Jaylen Brown is not and and should not be considered as good as Bradley, not just yet. At the same time, this kind of runs don’t just happen. The Celtics had a home-heavy schedule of late, faced weaker opponents and the few top level teams they played had to deal with fatigue and injuries of their own. Boston has been playing well, of course. But the defensive struggles are real, and the Celtics clearly need bigger and longer players on the wing to make up for Isaiah Thomas size issues. Even Marcus Smart, despite being taller and heavier than Thomas or Bradley, is undersized at the shooting guard spot in the Nba. Brown, on the other hand, has been good and was of huge help to the team. He was even included in the top50 under-25 players in the Nba.
There is one data that might give the full impact of Jaylen Brown on the Celtics: winning the first quarter is more strongly associated with winning the game than any other quarter.
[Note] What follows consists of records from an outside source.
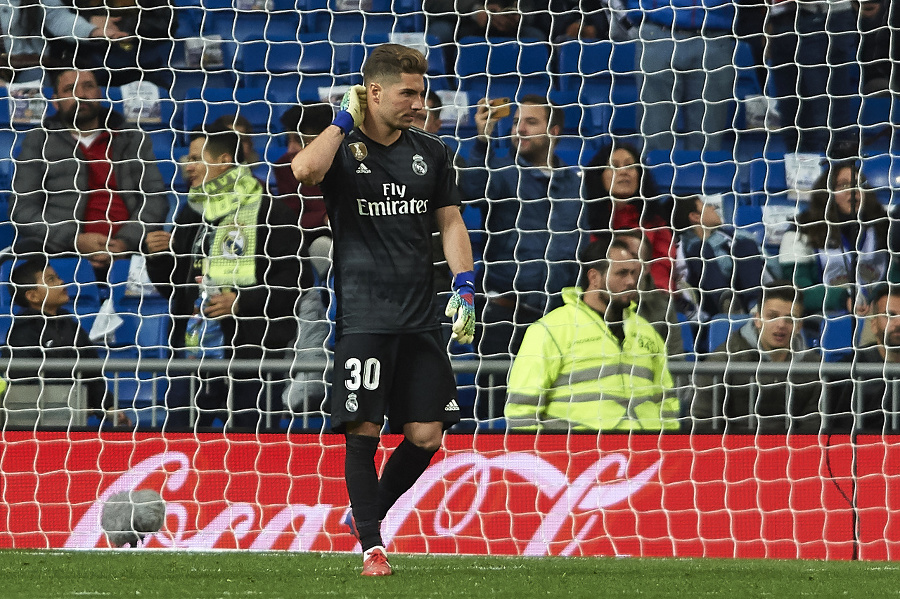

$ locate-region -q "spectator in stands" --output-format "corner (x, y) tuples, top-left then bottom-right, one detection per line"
(460, 95), (587, 416)
(829, 283), (900, 433)
(539, 0), (609, 41)
(413, 90), (444, 135)
(778, 161), (890, 314)
(4, 255), (131, 426)
(673, 196), (766, 319)
(505, 240), (680, 431)
(10, 69), (169, 271)
(73, 0), (176, 89)
(422, 0), (547, 49)
(766, 0), (859, 158)
(273, 104), (334, 280)
(691, 281), (821, 433)
(0, 0), (128, 82)
(213, 114), (269, 186)
(826, 283), (900, 434)
(625, 0), (736, 151)
(584, 142), (675, 291)
(612, 229), (684, 359)
(147, 126), (311, 430)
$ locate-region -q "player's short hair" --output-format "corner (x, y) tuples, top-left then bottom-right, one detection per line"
(759, 280), (803, 309)
(425, 90), (444, 110)
(9, 255), (48, 308)
(191, 123), (244, 164)
(672, 196), (703, 231)
(578, 236), (637, 289)
(362, 44), (428, 84)
(869, 283), (900, 309)
(519, 94), (566, 129)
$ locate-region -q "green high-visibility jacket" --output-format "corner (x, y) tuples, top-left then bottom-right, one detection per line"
(505, 287), (679, 431)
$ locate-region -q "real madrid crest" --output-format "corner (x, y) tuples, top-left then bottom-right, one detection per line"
(413, 154), (428, 175)
(222, 227), (247, 259)
(350, 141), (369, 162)
(344, 393), (359, 412)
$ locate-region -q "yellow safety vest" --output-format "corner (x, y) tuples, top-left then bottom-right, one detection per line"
(505, 287), (679, 431)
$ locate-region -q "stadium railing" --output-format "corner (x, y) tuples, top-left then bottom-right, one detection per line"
(0, 358), (900, 433)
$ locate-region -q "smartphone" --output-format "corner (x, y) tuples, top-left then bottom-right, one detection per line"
(488, 98), (511, 119)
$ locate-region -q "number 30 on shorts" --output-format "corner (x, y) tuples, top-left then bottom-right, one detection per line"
(344, 358), (381, 391)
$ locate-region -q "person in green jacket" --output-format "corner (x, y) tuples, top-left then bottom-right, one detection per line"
(505, 239), (680, 431)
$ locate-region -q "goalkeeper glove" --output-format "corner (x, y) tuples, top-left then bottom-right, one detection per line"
(331, 85), (367, 135)
(444, 270), (475, 345)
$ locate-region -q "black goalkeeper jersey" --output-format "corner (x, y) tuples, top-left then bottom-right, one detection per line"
(321, 129), (460, 337)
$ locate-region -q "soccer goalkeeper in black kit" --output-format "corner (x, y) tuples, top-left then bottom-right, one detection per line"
(291, 44), (475, 576)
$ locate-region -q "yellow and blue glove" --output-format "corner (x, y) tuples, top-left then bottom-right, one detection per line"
(331, 85), (368, 135)
(444, 270), (475, 345)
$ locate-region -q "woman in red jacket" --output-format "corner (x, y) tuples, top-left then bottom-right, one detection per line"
(584, 143), (675, 291)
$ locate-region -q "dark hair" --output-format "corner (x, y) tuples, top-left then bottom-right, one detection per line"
(425, 90), (444, 109)
(362, 44), (428, 84)
(869, 283), (900, 306)
(578, 236), (631, 289)
(9, 256), (48, 308)
(280, 102), (334, 135)
(672, 196), (703, 231)
(519, 94), (566, 129)
(759, 280), (803, 310)
(584, 142), (671, 231)
(797, 160), (888, 250)
(191, 123), (244, 164)
(50, 67), (100, 96)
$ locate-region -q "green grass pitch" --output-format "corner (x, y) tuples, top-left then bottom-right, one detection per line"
(0, 550), (900, 599)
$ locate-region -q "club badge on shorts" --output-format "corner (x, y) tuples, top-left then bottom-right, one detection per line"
(413, 154), (428, 175)
(222, 227), (247, 259)
(349, 141), (369, 162)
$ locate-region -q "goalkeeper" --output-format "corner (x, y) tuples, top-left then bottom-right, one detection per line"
(291, 44), (475, 576)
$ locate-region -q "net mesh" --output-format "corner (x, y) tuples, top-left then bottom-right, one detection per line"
(0, 0), (900, 559)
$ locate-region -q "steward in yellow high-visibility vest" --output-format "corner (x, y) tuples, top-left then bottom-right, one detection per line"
(505, 241), (680, 431)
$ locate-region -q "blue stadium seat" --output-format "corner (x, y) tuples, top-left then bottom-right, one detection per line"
(183, 88), (272, 143)
(554, 40), (613, 91)
(700, 314), (751, 353)
(213, 10), (301, 42)
(549, 90), (607, 138)
(238, 34), (358, 102)
(647, 150), (738, 196)
(819, 313), (863, 362)
(750, 158), (787, 194)
(456, 37), (550, 104)
(105, 87), (175, 131)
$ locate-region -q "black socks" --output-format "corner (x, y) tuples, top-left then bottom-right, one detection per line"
(378, 439), (437, 520)
(344, 435), (384, 551)
(344, 435), (437, 551)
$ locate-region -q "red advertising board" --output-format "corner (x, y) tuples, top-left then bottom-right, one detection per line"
(0, 432), (900, 560)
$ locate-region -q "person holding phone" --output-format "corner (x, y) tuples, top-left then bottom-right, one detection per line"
(460, 95), (588, 418)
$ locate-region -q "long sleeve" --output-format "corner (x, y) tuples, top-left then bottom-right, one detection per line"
(116, 132), (169, 250)
(9, 130), (54, 246)
(504, 321), (562, 429)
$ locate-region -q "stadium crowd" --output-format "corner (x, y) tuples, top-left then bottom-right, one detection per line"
(0, 0), (900, 433)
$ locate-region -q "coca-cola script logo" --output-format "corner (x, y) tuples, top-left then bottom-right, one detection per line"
(65, 451), (662, 555)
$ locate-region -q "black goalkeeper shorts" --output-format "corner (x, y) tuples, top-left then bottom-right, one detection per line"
(331, 331), (459, 433)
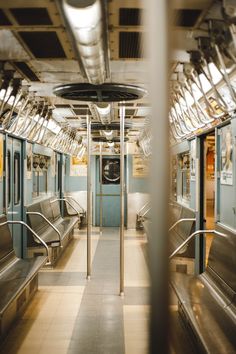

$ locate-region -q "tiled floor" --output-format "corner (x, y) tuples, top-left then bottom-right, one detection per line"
(0, 228), (150, 354)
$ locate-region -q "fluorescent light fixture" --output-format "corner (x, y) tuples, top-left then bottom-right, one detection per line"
(199, 74), (211, 93)
(62, 0), (105, 84)
(209, 63), (222, 84)
(94, 103), (111, 124)
(103, 130), (113, 138)
(107, 141), (115, 147)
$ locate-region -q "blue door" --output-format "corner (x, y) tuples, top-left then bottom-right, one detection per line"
(5, 136), (23, 257)
(96, 156), (126, 227)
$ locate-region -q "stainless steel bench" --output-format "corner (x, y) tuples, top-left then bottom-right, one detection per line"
(0, 215), (48, 340)
(26, 197), (80, 265)
(170, 230), (236, 354)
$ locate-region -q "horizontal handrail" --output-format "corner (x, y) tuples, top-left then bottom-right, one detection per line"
(169, 230), (228, 259)
(64, 195), (85, 213)
(50, 198), (80, 216)
(0, 220), (51, 265)
(169, 218), (196, 231)
(26, 211), (63, 247)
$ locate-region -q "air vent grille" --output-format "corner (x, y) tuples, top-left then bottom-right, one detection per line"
(0, 9), (12, 26)
(119, 8), (142, 26)
(119, 32), (143, 59)
(14, 61), (39, 81)
(174, 9), (202, 27)
(18, 31), (66, 58)
(73, 108), (91, 116)
(11, 7), (53, 26)
(53, 83), (147, 102)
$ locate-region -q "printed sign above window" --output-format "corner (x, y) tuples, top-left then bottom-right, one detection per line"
(220, 126), (233, 185)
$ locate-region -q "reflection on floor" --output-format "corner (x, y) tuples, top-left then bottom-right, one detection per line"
(0, 228), (150, 354)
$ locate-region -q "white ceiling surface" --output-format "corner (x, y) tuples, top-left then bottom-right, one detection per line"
(0, 29), (30, 61)
(172, 0), (213, 9)
(110, 60), (148, 86)
(31, 59), (80, 73)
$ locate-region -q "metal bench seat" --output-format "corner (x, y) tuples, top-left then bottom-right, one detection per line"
(171, 225), (236, 354)
(0, 256), (46, 316)
(0, 215), (48, 340)
(26, 197), (80, 265)
(169, 206), (195, 258)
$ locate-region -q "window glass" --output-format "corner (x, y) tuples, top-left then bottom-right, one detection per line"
(7, 150), (11, 207)
(178, 152), (190, 202)
(33, 154), (50, 198)
(14, 152), (21, 205)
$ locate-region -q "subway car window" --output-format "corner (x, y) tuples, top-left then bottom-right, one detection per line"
(0, 0), (236, 354)
(6, 150), (12, 207)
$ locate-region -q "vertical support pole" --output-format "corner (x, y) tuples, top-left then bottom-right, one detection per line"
(87, 115), (92, 280)
(120, 104), (125, 296)
(99, 142), (102, 235)
(195, 136), (205, 274)
(147, 0), (171, 354)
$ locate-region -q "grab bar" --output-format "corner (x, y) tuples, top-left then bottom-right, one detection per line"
(169, 230), (227, 259)
(50, 198), (80, 216)
(26, 211), (63, 248)
(169, 218), (196, 231)
(0, 220), (51, 265)
(65, 195), (85, 213)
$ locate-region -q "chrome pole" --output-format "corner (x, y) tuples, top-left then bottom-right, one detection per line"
(87, 114), (92, 280)
(99, 142), (102, 234)
(120, 104), (125, 296)
(147, 0), (170, 354)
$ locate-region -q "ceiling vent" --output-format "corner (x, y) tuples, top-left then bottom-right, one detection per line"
(53, 83), (147, 102)
(119, 32), (143, 59)
(18, 31), (66, 58)
(10, 7), (53, 26)
(173, 9), (202, 27)
(119, 8), (142, 26)
(73, 108), (91, 116)
(14, 61), (39, 81)
(0, 9), (12, 26)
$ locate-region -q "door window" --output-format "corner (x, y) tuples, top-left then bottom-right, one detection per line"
(14, 152), (21, 205)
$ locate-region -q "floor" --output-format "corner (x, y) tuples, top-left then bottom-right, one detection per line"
(0, 228), (150, 354)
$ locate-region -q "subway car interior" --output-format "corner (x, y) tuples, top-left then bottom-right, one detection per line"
(0, 0), (236, 354)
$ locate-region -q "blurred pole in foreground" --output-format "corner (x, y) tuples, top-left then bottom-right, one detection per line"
(147, 0), (171, 354)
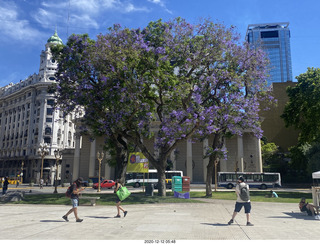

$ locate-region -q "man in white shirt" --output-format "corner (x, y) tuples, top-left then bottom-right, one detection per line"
(228, 176), (253, 226)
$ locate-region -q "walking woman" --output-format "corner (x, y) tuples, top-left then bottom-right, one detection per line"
(114, 179), (128, 218)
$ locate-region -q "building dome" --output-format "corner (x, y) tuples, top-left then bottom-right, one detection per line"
(47, 31), (63, 44)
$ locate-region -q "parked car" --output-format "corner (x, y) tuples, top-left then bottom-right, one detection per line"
(92, 180), (116, 189)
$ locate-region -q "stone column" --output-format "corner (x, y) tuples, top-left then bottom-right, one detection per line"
(89, 140), (96, 177)
(72, 133), (81, 182)
(202, 139), (209, 182)
(187, 140), (192, 182)
(255, 137), (263, 173)
(237, 135), (244, 172)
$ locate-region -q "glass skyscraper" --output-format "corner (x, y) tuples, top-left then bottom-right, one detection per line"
(246, 22), (292, 85)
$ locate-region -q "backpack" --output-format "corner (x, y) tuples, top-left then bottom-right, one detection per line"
(240, 185), (250, 202)
(66, 185), (73, 198)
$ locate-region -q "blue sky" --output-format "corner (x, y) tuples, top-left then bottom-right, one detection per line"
(0, 0), (320, 87)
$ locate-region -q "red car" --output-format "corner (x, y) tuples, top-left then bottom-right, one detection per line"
(92, 180), (116, 189)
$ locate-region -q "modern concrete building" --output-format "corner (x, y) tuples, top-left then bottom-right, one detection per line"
(246, 22), (292, 85)
(0, 32), (75, 184)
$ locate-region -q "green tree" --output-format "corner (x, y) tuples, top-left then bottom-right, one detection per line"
(52, 18), (269, 196)
(281, 68), (320, 144)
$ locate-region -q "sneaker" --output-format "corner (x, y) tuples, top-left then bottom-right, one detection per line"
(228, 219), (233, 225)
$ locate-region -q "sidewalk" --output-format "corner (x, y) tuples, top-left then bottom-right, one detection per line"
(0, 199), (320, 240)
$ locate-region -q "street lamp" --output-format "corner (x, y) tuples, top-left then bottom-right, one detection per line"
(97, 152), (104, 192)
(38, 144), (49, 186)
(53, 149), (62, 193)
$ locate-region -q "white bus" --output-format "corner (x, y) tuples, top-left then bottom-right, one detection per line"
(218, 172), (281, 189)
(126, 169), (183, 189)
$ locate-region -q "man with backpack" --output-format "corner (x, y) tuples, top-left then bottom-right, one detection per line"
(62, 177), (84, 222)
(228, 176), (253, 226)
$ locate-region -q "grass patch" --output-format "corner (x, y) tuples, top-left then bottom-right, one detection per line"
(3, 191), (312, 205)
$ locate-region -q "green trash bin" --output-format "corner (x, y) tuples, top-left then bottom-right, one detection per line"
(172, 176), (182, 192)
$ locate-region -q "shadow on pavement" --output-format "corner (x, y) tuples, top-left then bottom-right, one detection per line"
(201, 223), (228, 226)
(269, 212), (316, 220)
(40, 220), (66, 223)
(85, 216), (114, 219)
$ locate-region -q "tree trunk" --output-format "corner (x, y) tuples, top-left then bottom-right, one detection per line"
(206, 133), (224, 197)
(206, 159), (214, 197)
(158, 168), (167, 197)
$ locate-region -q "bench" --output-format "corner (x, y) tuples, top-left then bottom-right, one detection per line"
(79, 196), (100, 206)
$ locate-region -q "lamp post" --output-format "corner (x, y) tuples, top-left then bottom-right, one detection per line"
(53, 149), (62, 193)
(97, 152), (104, 192)
(38, 144), (49, 186)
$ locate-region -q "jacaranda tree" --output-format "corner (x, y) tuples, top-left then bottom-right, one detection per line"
(52, 18), (270, 196)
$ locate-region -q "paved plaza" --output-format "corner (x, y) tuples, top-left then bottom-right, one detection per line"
(0, 188), (320, 243)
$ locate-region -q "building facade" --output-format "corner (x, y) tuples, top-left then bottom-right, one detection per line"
(0, 32), (75, 184)
(246, 22), (292, 85)
(68, 132), (263, 183)
(0, 33), (262, 184)
(259, 81), (299, 153)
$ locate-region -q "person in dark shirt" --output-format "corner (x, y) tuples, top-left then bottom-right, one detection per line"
(2, 177), (9, 195)
(114, 179), (128, 218)
(62, 177), (84, 222)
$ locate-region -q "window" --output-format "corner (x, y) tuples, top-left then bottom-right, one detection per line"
(44, 127), (51, 135)
(47, 99), (54, 106)
(47, 108), (53, 115)
(44, 137), (51, 144)
(261, 31), (279, 38)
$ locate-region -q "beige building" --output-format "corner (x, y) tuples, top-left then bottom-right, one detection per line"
(260, 81), (299, 152)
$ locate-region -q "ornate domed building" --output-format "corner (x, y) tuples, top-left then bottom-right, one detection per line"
(0, 32), (75, 184)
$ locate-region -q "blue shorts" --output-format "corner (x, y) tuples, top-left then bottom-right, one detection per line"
(71, 198), (79, 208)
(234, 202), (251, 213)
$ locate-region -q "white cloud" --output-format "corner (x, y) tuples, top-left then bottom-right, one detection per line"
(70, 14), (99, 29)
(124, 3), (149, 13)
(148, 0), (172, 14)
(0, 2), (41, 41)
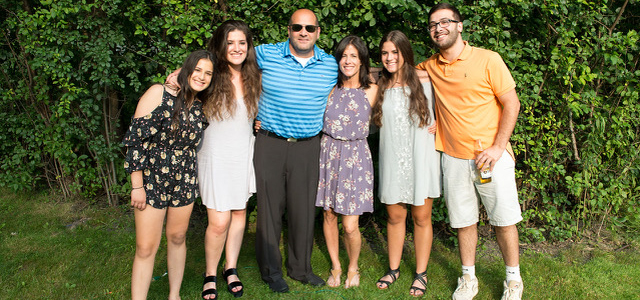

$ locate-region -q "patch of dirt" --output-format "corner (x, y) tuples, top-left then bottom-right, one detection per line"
(478, 225), (638, 260)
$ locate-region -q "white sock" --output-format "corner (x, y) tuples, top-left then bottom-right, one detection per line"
(507, 265), (522, 283)
(462, 265), (476, 279)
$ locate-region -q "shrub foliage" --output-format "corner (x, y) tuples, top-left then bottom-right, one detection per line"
(0, 0), (640, 239)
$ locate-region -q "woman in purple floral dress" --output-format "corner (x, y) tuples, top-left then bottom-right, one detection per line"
(316, 35), (378, 288)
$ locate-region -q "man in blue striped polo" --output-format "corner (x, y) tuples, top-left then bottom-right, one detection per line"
(254, 9), (338, 292)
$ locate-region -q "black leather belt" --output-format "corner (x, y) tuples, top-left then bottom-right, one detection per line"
(258, 129), (318, 143)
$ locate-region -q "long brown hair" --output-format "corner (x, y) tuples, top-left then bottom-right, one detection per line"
(334, 35), (372, 89)
(203, 20), (261, 120)
(372, 30), (429, 127)
(171, 50), (214, 131)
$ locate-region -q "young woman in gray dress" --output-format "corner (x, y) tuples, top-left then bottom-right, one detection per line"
(316, 35), (378, 288)
(373, 30), (441, 296)
(198, 20), (260, 299)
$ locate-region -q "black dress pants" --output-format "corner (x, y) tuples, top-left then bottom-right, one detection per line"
(254, 133), (320, 283)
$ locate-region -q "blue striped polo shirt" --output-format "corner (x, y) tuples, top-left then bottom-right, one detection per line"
(256, 40), (338, 139)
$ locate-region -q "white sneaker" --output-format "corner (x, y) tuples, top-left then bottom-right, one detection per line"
(451, 274), (478, 300)
(502, 280), (524, 300)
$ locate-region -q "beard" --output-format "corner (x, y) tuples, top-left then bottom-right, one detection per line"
(431, 29), (460, 50)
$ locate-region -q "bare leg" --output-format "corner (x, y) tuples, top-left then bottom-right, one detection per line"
(224, 209), (247, 292)
(322, 209), (344, 287)
(131, 205), (167, 300)
(458, 224), (478, 266)
(202, 209), (231, 299)
(342, 215), (362, 288)
(495, 225), (520, 267)
(378, 204), (407, 288)
(165, 203), (193, 300)
(410, 198), (433, 296)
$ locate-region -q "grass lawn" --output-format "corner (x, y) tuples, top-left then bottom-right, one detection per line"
(0, 190), (640, 299)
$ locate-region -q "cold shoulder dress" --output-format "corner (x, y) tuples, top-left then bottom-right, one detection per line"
(379, 82), (442, 206)
(316, 88), (373, 215)
(123, 90), (207, 208)
(198, 98), (256, 211)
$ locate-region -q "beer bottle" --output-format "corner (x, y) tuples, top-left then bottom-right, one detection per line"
(474, 139), (491, 183)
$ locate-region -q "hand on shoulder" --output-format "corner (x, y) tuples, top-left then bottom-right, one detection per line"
(364, 83), (378, 106)
(133, 84), (164, 118)
(416, 69), (431, 83)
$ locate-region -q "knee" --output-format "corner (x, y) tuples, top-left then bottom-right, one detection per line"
(167, 232), (187, 245)
(136, 244), (158, 259)
(413, 214), (431, 227)
(342, 223), (360, 236)
(387, 214), (407, 225)
(324, 210), (338, 224)
(207, 220), (229, 235)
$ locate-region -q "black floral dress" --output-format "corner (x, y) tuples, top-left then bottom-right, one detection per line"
(123, 90), (208, 209)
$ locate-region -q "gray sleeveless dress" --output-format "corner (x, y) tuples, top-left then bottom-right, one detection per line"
(379, 82), (442, 206)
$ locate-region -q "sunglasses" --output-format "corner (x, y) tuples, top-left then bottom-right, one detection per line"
(289, 24), (320, 33)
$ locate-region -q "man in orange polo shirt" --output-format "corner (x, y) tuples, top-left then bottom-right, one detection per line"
(418, 3), (523, 299)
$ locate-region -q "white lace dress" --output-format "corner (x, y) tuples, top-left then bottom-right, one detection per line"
(198, 98), (256, 211)
(379, 82), (442, 206)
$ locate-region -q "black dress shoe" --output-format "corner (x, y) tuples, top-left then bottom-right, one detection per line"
(296, 273), (324, 286)
(269, 278), (288, 293)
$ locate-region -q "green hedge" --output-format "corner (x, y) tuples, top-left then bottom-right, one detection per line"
(0, 0), (640, 240)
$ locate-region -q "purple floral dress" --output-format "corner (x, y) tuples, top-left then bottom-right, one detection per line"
(316, 88), (373, 215)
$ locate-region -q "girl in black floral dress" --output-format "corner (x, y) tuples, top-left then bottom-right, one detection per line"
(123, 50), (213, 299)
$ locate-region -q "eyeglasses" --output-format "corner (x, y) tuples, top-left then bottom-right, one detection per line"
(289, 24), (320, 33)
(429, 19), (460, 31)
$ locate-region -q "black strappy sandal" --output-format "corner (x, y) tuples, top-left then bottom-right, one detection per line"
(409, 271), (427, 297)
(222, 268), (244, 298)
(376, 269), (400, 290)
(202, 274), (218, 299)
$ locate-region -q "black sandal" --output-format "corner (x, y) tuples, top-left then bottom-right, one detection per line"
(202, 274), (218, 299)
(222, 268), (244, 298)
(409, 271), (427, 297)
(376, 269), (400, 290)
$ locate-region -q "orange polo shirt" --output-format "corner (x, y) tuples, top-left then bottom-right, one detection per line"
(416, 41), (516, 159)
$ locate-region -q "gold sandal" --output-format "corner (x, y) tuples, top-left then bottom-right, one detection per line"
(344, 270), (360, 289)
(327, 269), (342, 287)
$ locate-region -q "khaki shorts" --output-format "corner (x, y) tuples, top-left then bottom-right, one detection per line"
(442, 151), (522, 228)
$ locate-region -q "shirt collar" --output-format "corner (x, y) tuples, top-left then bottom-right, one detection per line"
(438, 41), (472, 64)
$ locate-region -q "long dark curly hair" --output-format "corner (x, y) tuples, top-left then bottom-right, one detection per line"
(203, 20), (261, 120)
(171, 50), (214, 130)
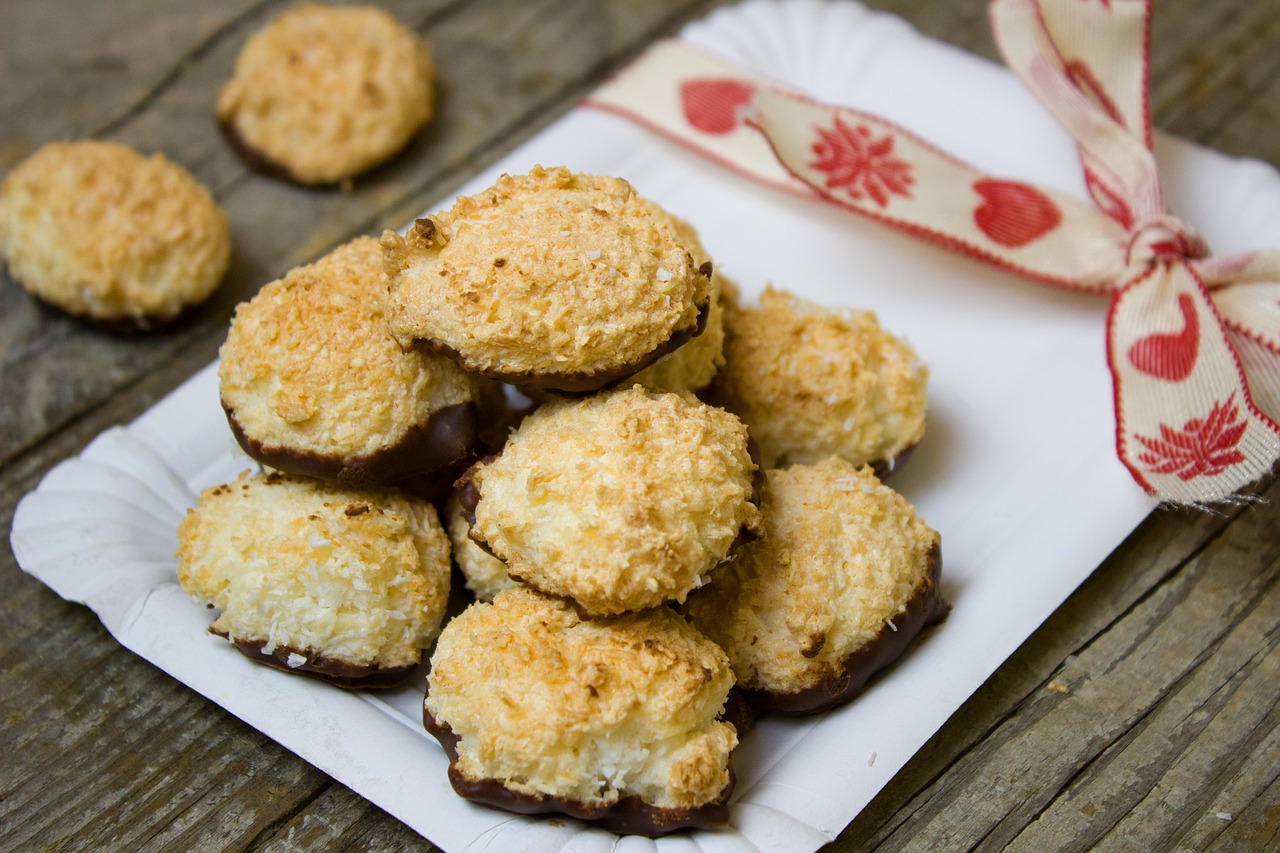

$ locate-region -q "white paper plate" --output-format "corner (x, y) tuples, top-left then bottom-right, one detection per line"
(12, 0), (1280, 850)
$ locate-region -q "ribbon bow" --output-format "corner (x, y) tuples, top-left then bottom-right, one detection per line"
(589, 0), (1280, 503)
In the 8.4 minutes Brown has been playing in the first quarter of these 9 games, he has a 15.7 NetRtg and a +2.2 plus/minus. Every other quarter has negative numbers.
Both statistics and the eye test suggest the team is playing better with Jaylen Brown as a starter and with Marcus Smart coming off the bench. Obviously Bradley will be the starter again, once healthy (he will be out until the All Star Game). When the Celtics can play their starting five they have a 16-6 record, while they are 18-13 when at least one of them is missing. But what will happen afterwards? Once Bradly will be cleared of any minute restriction, will he average 34 minutes per game as he did before the injury? Will Brown get some of his minutes? Brad Stevens might want to give it a chance, even during the playoffs.